Le dernier Clint Eastwood est arrivé dans les salles, et il suscite une irrésistible envie de l’analyser comme l’ultime œuvre de ce cinéaste de légende, désormais nonagénaire. D’un côté, il y a la tentation de voir ce film comme un "testament", un "chant du cygne", un adieu chargé de gravité, autant de concepts devenus clichés avec le temps. De l’autre, il s'agit aussi de considérer ce long-métrage comme un dernier acte de bravoure d'un réalisateur exceptionnel qui persévère jusqu’au bout. Mais si l’on se laisse entraîner dans ces interprétations, ne passe-t-on pas à côté du film lui-même ?
Pour résumer et donner un avis général : j’ai trouvé le film bien construit, bien écrit et habilement réalisé. Il n’y a pas de grandes audaces formelles, mais une simplicité maîtrisée, typique des derniers films d’Eastwood. Pas une minute d’ennui ; Eastwood dirige le scénario de Jonathan Abrams avec la précision et l’efficacité que l’on attend d’un film de procès réussi. Avec les années, il a vraiment affiné un art de l’épure, sans prétention autre que de scruter, avec une précision quasi-chirurgicale, les ambiguïtés des institutions américaines vis-à-vis de leurs citoyens. Certains observateurs ont d'ailleurs qualifié Eastwood de « anar de droite », critique du système de l’intérieur. Ici, c’est en quelque sorte un procès de la Justice elle-même - souvent perçue comme arbitraire, inhumaine et même injuste - qu'il nous offre.
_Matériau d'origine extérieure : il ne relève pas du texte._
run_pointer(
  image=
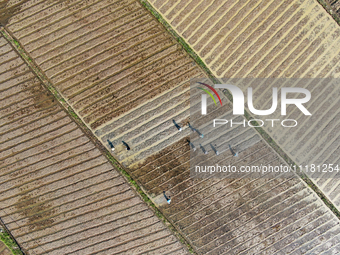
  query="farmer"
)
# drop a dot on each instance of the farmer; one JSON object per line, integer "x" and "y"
{"x": 168, "y": 199}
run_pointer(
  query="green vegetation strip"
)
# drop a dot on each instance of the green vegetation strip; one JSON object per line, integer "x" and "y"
{"x": 9, "y": 241}
{"x": 260, "y": 130}
{"x": 16, "y": 45}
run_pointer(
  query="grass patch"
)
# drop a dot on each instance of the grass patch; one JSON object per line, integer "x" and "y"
{"x": 326, "y": 5}
{"x": 11, "y": 244}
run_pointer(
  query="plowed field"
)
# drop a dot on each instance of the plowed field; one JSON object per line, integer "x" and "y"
{"x": 59, "y": 194}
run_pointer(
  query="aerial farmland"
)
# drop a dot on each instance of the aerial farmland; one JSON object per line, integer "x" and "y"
{"x": 99, "y": 127}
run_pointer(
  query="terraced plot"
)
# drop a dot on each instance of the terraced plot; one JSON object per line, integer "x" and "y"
{"x": 295, "y": 38}
{"x": 128, "y": 79}
{"x": 267, "y": 215}
{"x": 59, "y": 194}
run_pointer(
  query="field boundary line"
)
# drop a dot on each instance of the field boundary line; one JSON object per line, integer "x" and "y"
{"x": 265, "y": 136}
{"x": 134, "y": 184}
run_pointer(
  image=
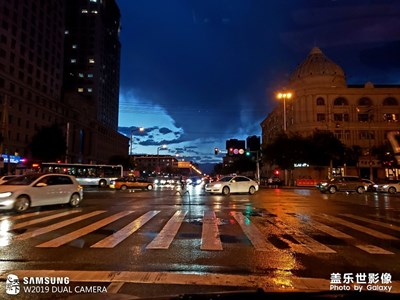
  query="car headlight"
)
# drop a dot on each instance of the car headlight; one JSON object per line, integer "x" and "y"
{"x": 5, "y": 195}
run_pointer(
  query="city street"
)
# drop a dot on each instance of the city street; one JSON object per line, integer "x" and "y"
{"x": 168, "y": 241}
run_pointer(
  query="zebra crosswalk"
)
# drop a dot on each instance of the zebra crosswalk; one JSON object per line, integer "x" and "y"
{"x": 165, "y": 226}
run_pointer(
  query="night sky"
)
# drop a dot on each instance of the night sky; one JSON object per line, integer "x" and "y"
{"x": 195, "y": 73}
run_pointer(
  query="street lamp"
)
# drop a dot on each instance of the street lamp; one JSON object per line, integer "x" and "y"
{"x": 163, "y": 147}
{"x": 140, "y": 129}
{"x": 284, "y": 96}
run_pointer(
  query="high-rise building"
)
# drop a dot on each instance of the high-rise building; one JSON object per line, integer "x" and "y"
{"x": 91, "y": 80}
{"x": 38, "y": 44}
{"x": 92, "y": 56}
{"x": 31, "y": 66}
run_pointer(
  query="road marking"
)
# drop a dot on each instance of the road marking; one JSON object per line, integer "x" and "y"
{"x": 371, "y": 249}
{"x": 329, "y": 230}
{"x": 253, "y": 234}
{"x": 164, "y": 239}
{"x": 210, "y": 234}
{"x": 382, "y": 224}
{"x": 265, "y": 282}
{"x": 303, "y": 239}
{"x": 385, "y": 218}
{"x": 44, "y": 219}
{"x": 28, "y": 215}
{"x": 56, "y": 226}
{"x": 363, "y": 229}
{"x": 116, "y": 238}
{"x": 83, "y": 231}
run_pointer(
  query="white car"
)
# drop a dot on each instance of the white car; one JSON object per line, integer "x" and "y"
{"x": 389, "y": 187}
{"x": 232, "y": 184}
{"x": 32, "y": 190}
{"x": 7, "y": 178}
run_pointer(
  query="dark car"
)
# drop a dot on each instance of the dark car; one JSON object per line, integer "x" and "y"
{"x": 343, "y": 184}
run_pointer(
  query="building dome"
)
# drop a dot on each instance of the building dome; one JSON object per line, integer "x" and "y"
{"x": 319, "y": 71}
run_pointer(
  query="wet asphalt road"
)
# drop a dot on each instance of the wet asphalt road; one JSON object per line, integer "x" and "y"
{"x": 277, "y": 236}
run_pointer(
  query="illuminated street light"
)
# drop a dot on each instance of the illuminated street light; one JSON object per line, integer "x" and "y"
{"x": 163, "y": 147}
{"x": 140, "y": 129}
{"x": 284, "y": 96}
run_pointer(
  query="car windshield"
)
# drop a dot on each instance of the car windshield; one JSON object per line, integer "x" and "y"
{"x": 23, "y": 179}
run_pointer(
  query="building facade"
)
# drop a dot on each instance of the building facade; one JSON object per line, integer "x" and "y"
{"x": 357, "y": 115}
{"x": 31, "y": 71}
{"x": 91, "y": 80}
{"x": 34, "y": 89}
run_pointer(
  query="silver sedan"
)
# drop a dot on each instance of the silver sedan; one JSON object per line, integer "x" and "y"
{"x": 232, "y": 184}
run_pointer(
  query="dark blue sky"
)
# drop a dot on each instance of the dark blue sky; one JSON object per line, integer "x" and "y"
{"x": 195, "y": 73}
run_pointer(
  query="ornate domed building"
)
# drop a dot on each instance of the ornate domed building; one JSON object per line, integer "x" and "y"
{"x": 321, "y": 100}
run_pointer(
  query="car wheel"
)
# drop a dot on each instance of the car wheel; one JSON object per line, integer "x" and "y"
{"x": 75, "y": 200}
{"x": 360, "y": 189}
{"x": 226, "y": 190}
{"x": 332, "y": 189}
{"x": 252, "y": 190}
{"x": 22, "y": 204}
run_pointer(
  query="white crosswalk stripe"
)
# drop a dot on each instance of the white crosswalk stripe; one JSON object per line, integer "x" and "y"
{"x": 116, "y": 238}
{"x": 210, "y": 234}
{"x": 53, "y": 227}
{"x": 360, "y": 228}
{"x": 83, "y": 231}
{"x": 164, "y": 239}
{"x": 285, "y": 224}
{"x": 253, "y": 234}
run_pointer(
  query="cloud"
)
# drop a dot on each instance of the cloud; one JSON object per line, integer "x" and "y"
{"x": 165, "y": 130}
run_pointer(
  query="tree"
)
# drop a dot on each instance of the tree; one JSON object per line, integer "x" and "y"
{"x": 49, "y": 144}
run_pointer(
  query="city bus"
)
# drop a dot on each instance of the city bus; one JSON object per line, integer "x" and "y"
{"x": 86, "y": 174}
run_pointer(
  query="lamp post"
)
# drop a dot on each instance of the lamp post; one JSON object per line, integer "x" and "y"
{"x": 140, "y": 129}
{"x": 284, "y": 96}
{"x": 163, "y": 147}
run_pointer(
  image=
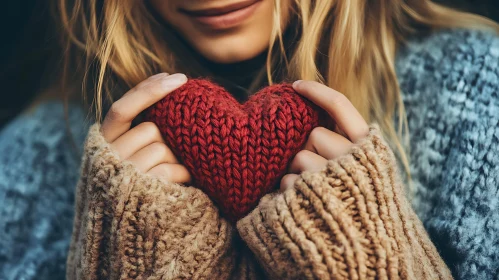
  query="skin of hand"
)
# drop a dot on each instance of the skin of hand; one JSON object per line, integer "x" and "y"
{"x": 143, "y": 144}
{"x": 324, "y": 144}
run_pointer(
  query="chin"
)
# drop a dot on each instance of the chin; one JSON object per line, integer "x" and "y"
{"x": 232, "y": 49}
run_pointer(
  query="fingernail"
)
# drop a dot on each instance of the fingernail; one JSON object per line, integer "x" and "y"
{"x": 174, "y": 80}
{"x": 296, "y": 83}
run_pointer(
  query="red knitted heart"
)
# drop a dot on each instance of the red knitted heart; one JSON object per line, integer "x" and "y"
{"x": 236, "y": 153}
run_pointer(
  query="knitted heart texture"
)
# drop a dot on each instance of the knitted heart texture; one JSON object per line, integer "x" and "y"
{"x": 236, "y": 153}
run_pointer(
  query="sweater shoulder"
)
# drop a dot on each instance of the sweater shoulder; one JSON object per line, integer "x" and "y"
{"x": 461, "y": 61}
{"x": 38, "y": 171}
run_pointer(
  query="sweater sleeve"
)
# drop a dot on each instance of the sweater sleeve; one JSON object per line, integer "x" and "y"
{"x": 349, "y": 221}
{"x": 130, "y": 225}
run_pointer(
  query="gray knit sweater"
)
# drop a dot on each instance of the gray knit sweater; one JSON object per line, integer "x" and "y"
{"x": 450, "y": 86}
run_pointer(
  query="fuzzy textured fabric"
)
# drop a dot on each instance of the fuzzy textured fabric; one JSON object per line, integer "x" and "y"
{"x": 450, "y": 87}
{"x": 236, "y": 153}
{"x": 350, "y": 221}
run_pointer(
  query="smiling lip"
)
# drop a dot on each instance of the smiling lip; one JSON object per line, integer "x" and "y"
{"x": 224, "y": 17}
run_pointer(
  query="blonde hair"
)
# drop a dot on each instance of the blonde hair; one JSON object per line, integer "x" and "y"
{"x": 349, "y": 45}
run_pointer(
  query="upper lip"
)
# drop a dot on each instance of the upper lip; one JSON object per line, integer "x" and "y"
{"x": 219, "y": 10}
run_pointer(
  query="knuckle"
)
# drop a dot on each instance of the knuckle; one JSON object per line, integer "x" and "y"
{"x": 301, "y": 157}
{"x": 149, "y": 129}
{"x": 116, "y": 112}
{"x": 288, "y": 180}
{"x": 165, "y": 170}
{"x": 317, "y": 133}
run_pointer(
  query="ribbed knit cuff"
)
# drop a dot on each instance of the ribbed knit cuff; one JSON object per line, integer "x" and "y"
{"x": 131, "y": 225}
{"x": 349, "y": 221}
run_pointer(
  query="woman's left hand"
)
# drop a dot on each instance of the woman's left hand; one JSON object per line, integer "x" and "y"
{"x": 324, "y": 144}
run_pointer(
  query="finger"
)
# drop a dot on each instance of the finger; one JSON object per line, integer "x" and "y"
{"x": 307, "y": 161}
{"x": 288, "y": 181}
{"x": 145, "y": 94}
{"x": 327, "y": 143}
{"x": 137, "y": 138}
{"x": 175, "y": 173}
{"x": 337, "y": 106}
{"x": 151, "y": 156}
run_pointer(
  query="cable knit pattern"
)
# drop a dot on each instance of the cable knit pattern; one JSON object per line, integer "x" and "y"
{"x": 236, "y": 153}
{"x": 450, "y": 86}
{"x": 130, "y": 225}
{"x": 350, "y": 221}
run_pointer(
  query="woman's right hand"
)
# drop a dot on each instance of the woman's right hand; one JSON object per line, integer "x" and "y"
{"x": 143, "y": 145}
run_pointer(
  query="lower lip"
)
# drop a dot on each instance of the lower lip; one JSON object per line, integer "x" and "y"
{"x": 228, "y": 20}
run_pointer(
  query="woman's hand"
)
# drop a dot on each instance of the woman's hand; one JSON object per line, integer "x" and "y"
{"x": 324, "y": 144}
{"x": 143, "y": 145}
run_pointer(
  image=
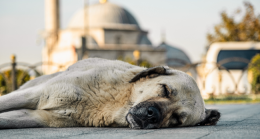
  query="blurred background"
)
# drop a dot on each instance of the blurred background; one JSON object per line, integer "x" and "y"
{"x": 216, "y": 42}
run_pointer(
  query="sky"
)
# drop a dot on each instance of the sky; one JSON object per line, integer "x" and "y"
{"x": 185, "y": 23}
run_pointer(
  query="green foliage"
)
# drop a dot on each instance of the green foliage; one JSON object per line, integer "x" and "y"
{"x": 6, "y": 80}
{"x": 248, "y": 29}
{"x": 142, "y": 63}
{"x": 254, "y": 69}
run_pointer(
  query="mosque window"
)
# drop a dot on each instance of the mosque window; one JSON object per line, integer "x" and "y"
{"x": 118, "y": 39}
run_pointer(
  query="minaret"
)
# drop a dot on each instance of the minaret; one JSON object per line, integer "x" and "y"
{"x": 52, "y": 25}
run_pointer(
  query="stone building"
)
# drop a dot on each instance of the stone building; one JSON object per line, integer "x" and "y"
{"x": 102, "y": 30}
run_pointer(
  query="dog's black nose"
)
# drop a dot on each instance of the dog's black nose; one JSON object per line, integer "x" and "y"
{"x": 153, "y": 115}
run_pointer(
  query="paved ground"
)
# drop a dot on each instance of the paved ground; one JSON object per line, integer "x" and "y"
{"x": 237, "y": 121}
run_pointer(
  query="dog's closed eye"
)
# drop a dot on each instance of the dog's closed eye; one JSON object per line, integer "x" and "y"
{"x": 166, "y": 90}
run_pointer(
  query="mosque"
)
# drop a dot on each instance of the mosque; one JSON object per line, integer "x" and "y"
{"x": 103, "y": 30}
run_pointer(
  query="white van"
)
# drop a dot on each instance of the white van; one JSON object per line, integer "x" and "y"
{"x": 230, "y": 76}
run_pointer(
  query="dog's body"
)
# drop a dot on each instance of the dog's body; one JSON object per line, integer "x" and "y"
{"x": 99, "y": 92}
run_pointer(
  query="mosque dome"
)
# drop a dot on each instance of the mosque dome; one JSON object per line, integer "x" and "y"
{"x": 175, "y": 56}
{"x": 105, "y": 15}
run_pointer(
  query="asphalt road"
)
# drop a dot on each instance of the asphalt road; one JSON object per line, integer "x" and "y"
{"x": 237, "y": 122}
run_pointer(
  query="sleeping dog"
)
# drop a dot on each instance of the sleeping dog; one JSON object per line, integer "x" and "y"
{"x": 105, "y": 93}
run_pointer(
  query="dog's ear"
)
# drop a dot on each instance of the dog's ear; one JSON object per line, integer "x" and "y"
{"x": 153, "y": 72}
{"x": 212, "y": 117}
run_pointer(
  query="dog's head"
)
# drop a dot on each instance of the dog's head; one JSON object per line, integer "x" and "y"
{"x": 163, "y": 97}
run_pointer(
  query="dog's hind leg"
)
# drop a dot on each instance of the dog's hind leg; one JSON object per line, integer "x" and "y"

Si ce film est le dernier de Clint Eastwood, il conclut sa carrière en beauté - même si sans éclat spectaculaire - et fait écho à ses derniers films, souvent centrés sur la critique d'un système américain qui oppresse ses citoyens. L’ombre du procès planait déjà sur des films comme Richard Jewell et Sully, et cette nouvelle œuvre s’inscrit logiquement dans cette continuité. On est sur un film humaniste à l'ancienne, pas dans l'ostentation, ces mêmes valeurs qu'on a apprécié dans chaque film de Eastwood depuis Un monde parfait et dans les films de Lumet, de 12 Hommes en colère à Un après-midi de chien.